You’ll be most familiar with the iDrive screen slap bang in the middle of the dash. You can control it and its myriad functions with your hands, multifunction buttons on the steering wheel, or BMW’s own voice control. The iDrive wheel that came with the system at its inception in 2001 is nowhere to be seen.

That’s all standard so far—"car has touchscreen" is not groundbreaking news. BMW Panoramic Vision is a little more on the money. It’s a light bar that stretches across the width of the windscreen projecting relevant information to all who want it at a driver-friendly eye height. You can limit how far across the car it goes, so if you’d rather your passenger didn’t have anything to look at, you can restrict the info to your eyes only. As well as being a neat information delivery system, it’s also interactive. In a suitably Minority Report move, you can flick information on the iDrive screen up onto the Panoramic Vision display with a finger. If you’re tired of glancing down at a certain widget, lob it up to your eyeline and you’re away. Phygital isn’t just for door handles and lights.

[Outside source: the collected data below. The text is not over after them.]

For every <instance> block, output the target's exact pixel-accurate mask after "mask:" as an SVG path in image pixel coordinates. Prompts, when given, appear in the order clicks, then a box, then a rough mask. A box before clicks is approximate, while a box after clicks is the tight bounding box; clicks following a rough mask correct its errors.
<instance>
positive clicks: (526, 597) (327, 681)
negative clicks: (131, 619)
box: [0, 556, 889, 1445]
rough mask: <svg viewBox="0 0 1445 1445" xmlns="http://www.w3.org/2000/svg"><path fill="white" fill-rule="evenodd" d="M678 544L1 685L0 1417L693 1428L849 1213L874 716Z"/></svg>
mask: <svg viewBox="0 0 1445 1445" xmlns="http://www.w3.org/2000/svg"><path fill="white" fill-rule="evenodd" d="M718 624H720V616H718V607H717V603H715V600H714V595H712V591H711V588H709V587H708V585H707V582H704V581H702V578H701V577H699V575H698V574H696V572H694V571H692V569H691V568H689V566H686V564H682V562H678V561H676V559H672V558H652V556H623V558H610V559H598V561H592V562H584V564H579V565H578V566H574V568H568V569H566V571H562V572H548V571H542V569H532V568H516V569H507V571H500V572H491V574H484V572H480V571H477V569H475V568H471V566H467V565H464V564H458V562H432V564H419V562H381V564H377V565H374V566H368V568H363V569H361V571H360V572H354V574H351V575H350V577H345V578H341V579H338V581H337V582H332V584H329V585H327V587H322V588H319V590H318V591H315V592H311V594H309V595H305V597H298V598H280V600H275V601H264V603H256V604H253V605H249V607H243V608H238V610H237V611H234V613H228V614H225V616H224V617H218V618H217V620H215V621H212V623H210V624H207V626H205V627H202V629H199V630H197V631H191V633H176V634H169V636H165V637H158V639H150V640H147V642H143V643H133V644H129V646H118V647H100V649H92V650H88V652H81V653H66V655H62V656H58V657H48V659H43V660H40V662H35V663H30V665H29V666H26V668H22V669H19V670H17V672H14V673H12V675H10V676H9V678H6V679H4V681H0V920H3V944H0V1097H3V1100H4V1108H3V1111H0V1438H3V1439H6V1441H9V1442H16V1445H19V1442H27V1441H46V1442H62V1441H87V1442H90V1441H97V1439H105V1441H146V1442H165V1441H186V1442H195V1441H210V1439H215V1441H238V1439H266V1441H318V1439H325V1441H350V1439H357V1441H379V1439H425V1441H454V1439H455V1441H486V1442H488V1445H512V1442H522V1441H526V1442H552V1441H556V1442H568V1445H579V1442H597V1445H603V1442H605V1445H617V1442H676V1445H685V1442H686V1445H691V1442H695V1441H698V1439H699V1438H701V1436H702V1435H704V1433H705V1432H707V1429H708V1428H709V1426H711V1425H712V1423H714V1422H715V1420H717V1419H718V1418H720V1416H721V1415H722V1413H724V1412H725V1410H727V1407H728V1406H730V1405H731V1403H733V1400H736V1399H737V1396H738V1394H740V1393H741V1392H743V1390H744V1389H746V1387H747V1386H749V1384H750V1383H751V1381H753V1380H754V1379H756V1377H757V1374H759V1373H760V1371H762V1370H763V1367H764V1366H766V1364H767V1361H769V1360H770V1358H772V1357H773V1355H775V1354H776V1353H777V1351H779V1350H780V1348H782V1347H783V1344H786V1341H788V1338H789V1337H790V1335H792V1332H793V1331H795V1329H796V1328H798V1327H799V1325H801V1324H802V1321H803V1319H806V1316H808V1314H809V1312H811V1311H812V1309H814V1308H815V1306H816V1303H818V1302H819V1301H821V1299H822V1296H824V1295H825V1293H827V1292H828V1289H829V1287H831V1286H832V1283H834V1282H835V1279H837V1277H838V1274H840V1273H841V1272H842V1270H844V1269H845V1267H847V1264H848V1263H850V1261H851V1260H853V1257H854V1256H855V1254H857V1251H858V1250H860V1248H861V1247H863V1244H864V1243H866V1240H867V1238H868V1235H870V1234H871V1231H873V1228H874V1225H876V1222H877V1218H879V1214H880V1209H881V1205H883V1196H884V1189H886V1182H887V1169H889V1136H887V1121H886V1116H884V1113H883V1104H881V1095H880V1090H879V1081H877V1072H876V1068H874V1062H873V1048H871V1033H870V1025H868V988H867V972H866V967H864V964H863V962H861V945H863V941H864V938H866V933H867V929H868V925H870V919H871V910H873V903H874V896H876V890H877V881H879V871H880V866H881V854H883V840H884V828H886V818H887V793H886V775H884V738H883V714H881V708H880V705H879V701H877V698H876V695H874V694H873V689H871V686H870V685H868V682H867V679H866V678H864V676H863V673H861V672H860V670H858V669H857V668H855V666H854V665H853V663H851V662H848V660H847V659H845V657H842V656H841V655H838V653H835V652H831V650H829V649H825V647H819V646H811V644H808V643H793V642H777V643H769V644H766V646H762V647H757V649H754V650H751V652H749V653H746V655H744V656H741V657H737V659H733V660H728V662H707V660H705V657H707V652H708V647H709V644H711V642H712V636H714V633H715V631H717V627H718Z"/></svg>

While the Vision Neue Klasse’s tricks are still conceptual and the Mini’s trick rear lights are a ways off, there is an example of phygital thinking that you can buy now: BMW Motorrad’s ConnectedRide Smartglasses. The app-connected eyewear is designed to fit snugly under a motorcycle helmet and give riders a heads-up display directly in their eyeline, showing them speed and navigation info. Think Google Glass but actually useful, if a little expensive at £749 ($750). They’ll go nicely with the firm’s new city-friendly CE 02 electric scooter.

As a design study, and a way to show how BMW’s looking to cut the amount of stuff on a car with smart tech, the Vision Neue Klasse points toward an interesting future. What it hasn’t said is exactly what its powertrain will be. We know it—or whatever comes from it—will be based on BMW’s sixth-generation eDrive technology, which, the company says, will give 30 percent more range, 30 percent faster charging, and 25 percent more efficiency. What that translates into remains to be seen. We’ll find out in 2025.